NORWAY – For the past decade, the Unitarian-Universalist Church has been trying to raise $18,000 – practically penny by penny – to restore its 68-year-old organ, according to church members.
So far, the church has raised about $10,000, according to Nancy Wood, chairwoman of the church’s restoration committee. Much of this money has come from church members dropping bottles off at redemption centers and donating their proceeds, she said.
The organ, an Aeolian Skinner, forms the backdrop of the pulpit, and looks something like a wedding cake, with great big golden pipes rising through the middle of it.

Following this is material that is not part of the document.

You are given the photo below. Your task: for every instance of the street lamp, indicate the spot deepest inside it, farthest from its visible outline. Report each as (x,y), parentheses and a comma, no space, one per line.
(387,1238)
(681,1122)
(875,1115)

Patricia Shearman, a church member, said the organ is somewhat rare because it’s in relatively decent shape for its age. Organ restorer John Gass said, though, that if you play the organ now, “you would never know what you were going to get.”
Gass, who lives in Holden, has been working on the organ for four weeks and predicts it will take another three. “It’s a nice little instrument,” he said, in muted admiration of the rather large instrument.
When the organ is fixed up, the church plans to hold concerts with it and its black Steinway grand piano that once belonged to Minne Plummer of South Paris, a well-known opera singer known as Madame Scalar. She was the second wife of Dr. Charles A. Stephens.
“Any time you have additional musical instruments in a community,” Shearman said Tuesday, “it enhances the quality of life.”